Müller asks what the role of Europe’s intellectuals should be. One topic that struck me was the role of ideas. In the 20th century, so Müller argues, ideas mattered and “could be directly translated into politics and turn into deadly forces.” My response to this was rather cynical, asking if ideas still matter. In an age when money plays a larger and larger role in politics, do ideas even matter? Would anybody listen to them? For that matter, are the ideas espoused by politicians original ideas, or do they originate with big business? This is where the intellectuals come into play. They are the ones who are supposed to take all of the messages, “clarify the options,” explain the benefits and detriments, “and then [leave] it to the peoples of Europe to decide.” Ideally, the result would be a European population who would at least begin to understand how the EU works.

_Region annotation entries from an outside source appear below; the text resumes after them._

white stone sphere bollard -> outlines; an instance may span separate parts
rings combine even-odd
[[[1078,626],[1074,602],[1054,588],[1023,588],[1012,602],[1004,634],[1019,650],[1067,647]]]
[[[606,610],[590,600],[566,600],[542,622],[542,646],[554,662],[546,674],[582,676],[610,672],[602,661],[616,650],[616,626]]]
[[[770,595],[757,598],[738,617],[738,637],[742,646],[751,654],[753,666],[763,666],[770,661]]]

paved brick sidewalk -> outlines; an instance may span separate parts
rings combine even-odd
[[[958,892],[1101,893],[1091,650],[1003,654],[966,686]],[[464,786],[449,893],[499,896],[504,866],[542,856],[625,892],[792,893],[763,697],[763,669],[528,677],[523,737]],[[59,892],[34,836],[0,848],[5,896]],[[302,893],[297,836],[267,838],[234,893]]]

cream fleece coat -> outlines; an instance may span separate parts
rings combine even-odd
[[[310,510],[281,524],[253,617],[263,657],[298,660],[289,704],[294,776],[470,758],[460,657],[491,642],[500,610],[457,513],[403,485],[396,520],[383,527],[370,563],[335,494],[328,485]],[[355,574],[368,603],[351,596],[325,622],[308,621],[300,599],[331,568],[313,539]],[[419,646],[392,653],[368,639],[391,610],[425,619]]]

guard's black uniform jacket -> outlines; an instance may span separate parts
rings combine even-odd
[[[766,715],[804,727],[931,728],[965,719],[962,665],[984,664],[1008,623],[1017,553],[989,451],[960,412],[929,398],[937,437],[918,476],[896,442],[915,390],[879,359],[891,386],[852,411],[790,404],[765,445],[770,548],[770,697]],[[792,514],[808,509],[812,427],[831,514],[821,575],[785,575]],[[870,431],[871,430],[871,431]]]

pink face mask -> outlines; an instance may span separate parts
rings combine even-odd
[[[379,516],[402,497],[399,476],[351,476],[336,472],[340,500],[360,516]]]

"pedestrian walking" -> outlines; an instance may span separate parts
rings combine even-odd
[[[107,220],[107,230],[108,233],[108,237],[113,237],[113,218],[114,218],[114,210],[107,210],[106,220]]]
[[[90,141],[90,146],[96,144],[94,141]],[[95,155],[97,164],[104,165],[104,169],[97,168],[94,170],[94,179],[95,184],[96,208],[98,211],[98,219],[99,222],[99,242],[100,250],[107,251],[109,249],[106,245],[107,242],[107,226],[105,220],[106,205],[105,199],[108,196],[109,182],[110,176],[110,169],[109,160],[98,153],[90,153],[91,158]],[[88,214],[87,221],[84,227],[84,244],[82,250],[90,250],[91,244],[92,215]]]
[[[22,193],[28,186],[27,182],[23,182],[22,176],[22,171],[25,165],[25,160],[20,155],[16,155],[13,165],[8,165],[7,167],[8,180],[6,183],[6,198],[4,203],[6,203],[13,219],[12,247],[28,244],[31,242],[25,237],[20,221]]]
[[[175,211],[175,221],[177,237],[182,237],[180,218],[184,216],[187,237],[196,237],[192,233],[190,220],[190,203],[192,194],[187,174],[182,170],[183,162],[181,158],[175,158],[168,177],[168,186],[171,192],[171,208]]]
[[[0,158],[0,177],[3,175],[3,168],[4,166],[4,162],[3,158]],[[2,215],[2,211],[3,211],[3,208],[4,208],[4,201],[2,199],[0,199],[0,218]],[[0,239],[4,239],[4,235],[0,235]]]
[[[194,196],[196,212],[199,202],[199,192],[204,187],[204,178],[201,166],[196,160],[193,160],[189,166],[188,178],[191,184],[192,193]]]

Menon’s article notes the “absence of academics” in the important debates among policymakers. He argues that while publications in academic journals leads to success in academia, academics can and should address “pressing contemporary problems.” This reminded me of an panel I attended at the 125th Annual Meeting of the AHA titled, “The Public Uses of History and the Global War on Terror.” Here’s what I wrote (on my school website) on Jan 10, 2011, about the panel, “Perhaps one of the biggest arguments made by many of the panelists was for historians to engage in public discourse regarding policies. Of course, this may be easier for those at post-secondary institutions who have a greater degree of intellectual freedom than those of us at the secondary level. The other interesting issue at stake for this panel was that of the correct use of history. Numerous analogies have been made between the wars in Afghanistan and Iraq with previous wars, notably Vietnam and the Second World war. Two of the panelists in particular argued that policymakers and other government officials have misused history to formulate policies.”
I think it is safe to say, then, that the public needs to hear more from intellectuals and academics when trying to make sense of political issues. Not only would this lead to a more informed citizenry, but it would also help policymakers avoid the mistakes of the past (if they decide to listen).